The thing about Ed Miliband is that he understands the big problem facing our country: that while a few at the top of society have soared ahead in terms of income and wealth, the majority of people have seen their living standards squeezed. Wages have stagnated, while living costs (rent, energy bills, housing costs and food costs) have gone up. According to research carried out by the Centre for Poverty and Social Exclusion (PSE), over 50% of Britons are considered financially insecure, struggling to make their monthly payments without going into debt. The number of people forced to rely on payday lenders (like Wonga) to pay bills and on food banks to eat has run into the millions. Miliband isn’t just the only leader who has continually pointed this out, but the only leader who has devoted time and energy on finding solutions.

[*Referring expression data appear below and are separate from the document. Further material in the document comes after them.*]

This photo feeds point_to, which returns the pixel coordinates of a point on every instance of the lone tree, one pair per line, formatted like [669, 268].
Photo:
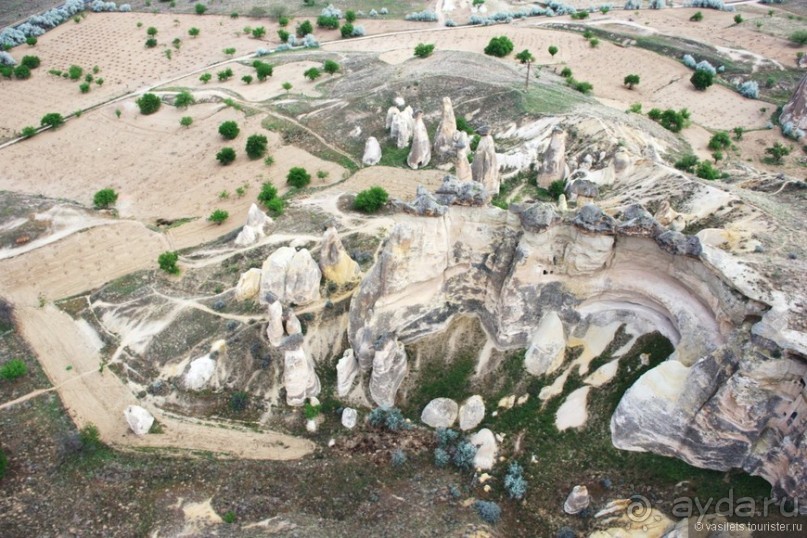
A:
[630, 81]
[330, 67]
[225, 156]
[298, 177]
[229, 130]
[105, 198]
[312, 74]
[526, 57]
[52, 120]
[149, 103]
[424, 50]
[701, 79]
[256, 146]
[499, 46]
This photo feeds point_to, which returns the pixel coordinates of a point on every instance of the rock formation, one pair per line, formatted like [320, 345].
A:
[444, 138]
[420, 154]
[248, 285]
[440, 413]
[577, 501]
[485, 168]
[139, 420]
[372, 152]
[292, 275]
[334, 262]
[795, 111]
[472, 412]
[553, 165]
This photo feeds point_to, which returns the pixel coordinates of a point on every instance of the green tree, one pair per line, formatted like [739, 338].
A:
[218, 216]
[330, 67]
[149, 103]
[499, 46]
[312, 74]
[104, 198]
[225, 156]
[52, 119]
[168, 262]
[13, 369]
[701, 79]
[256, 146]
[298, 177]
[370, 200]
[184, 99]
[630, 81]
[424, 50]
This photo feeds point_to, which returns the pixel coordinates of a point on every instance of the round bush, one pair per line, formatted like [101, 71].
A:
[298, 177]
[370, 200]
[149, 103]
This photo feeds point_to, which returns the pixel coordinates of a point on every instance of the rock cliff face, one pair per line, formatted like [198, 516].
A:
[532, 276]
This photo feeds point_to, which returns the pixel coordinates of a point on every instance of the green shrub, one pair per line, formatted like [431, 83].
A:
[298, 177]
[105, 198]
[168, 262]
[499, 46]
[229, 130]
[370, 200]
[225, 156]
[13, 369]
[149, 103]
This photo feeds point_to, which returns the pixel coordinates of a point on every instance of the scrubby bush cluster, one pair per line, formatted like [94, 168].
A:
[422, 16]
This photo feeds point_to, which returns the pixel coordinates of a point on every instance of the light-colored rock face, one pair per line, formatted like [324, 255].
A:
[349, 417]
[389, 370]
[577, 501]
[346, 370]
[795, 111]
[485, 168]
[334, 262]
[472, 412]
[372, 152]
[553, 166]
[440, 413]
[486, 449]
[444, 138]
[248, 285]
[547, 346]
[200, 373]
[292, 276]
[421, 153]
[299, 378]
[139, 420]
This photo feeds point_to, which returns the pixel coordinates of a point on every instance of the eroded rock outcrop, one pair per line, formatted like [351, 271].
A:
[421, 153]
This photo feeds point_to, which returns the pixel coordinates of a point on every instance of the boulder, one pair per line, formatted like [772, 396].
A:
[444, 138]
[346, 370]
[293, 276]
[334, 262]
[274, 327]
[139, 420]
[577, 501]
[440, 413]
[486, 448]
[372, 152]
[485, 168]
[547, 346]
[795, 111]
[420, 154]
[389, 369]
[299, 377]
[349, 418]
[472, 412]
[553, 166]
[248, 285]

A quick look at his speeches shows a clear plan of action. Firstly, to raise the value of the National Minimum Wage and award tax cuts to companies that start paying the Living Wage (about £7.50 outside of London). This is urgently needed as the minimum wage has fallen in real value since it was introduced in 1998 and 1 in 5 people working in the UK are in poverty. This isn’t just about fairness or reducing the benefits bill, but about smart economics. Just ask Nick Hanauer, self-proclaimed ‘zillionaire’ and founder of Amazon. He has called for a $15 minimum wage in the US, as he claims increasing the wages of the lowest paid will mean his customers have more money to spend on his products. Think he’s delusional? Just take the example of San Francisco and Seattle: two cities with the highest minimum wage in the US, which also happen to have the country’s strongest and most prosperous small business base.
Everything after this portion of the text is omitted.